Monday, September 21, 2009

About time

Far too often, when politicians get around to stepping into a situation, the average person has already decided that they've had enough. So it should come as no surprise to learn that government is finally considering stepping into another potential mess of a situation. And once again, their focus is internal, within our own borders.

More to the point, though, it's towards an institution that they're already very familiar with. It seems that Congress isn't too keen on the overdraft fees charged by banks.

Admittedly, this is a Congress that took the credit card companies to task for their business practices, and attacked mortgage lenders for being predatory, so it only makes sense that banks would find themselves on the short list.

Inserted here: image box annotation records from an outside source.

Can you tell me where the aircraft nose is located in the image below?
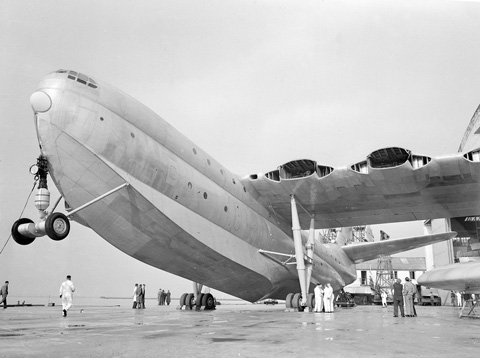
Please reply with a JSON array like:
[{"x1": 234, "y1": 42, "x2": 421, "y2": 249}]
[{"x1": 30, "y1": 91, "x2": 52, "y2": 113}]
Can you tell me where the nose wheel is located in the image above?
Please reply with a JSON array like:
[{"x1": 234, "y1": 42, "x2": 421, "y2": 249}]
[
  {"x1": 12, "y1": 213, "x2": 70, "y2": 245},
  {"x1": 45, "y1": 213, "x2": 70, "y2": 241}
]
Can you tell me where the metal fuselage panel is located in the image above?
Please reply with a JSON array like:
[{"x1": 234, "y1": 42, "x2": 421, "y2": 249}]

By the same token, people should really do a better job keeping a better eye on their own accounts, so as to hopefully avoid said charges. Obviously if people don't go negative with their accounts, they can't get charged.

That being said, it's probably for the best that there's at least consideration being given to someone stepping in, hopefully to start advocating for the consumer. Whether that stepping in is a more real-time example of people's financial situations, or just changing the order in which charges are applied remains to be seen. After all, while banks do need to see some sort of a profit, it probably shouldn't be coming entirely from people making mistakes with their money.

Of course, without the charges, imagine how bad the bailout might have been. And it's not like the government could charge $35 each time the bank made a mistake.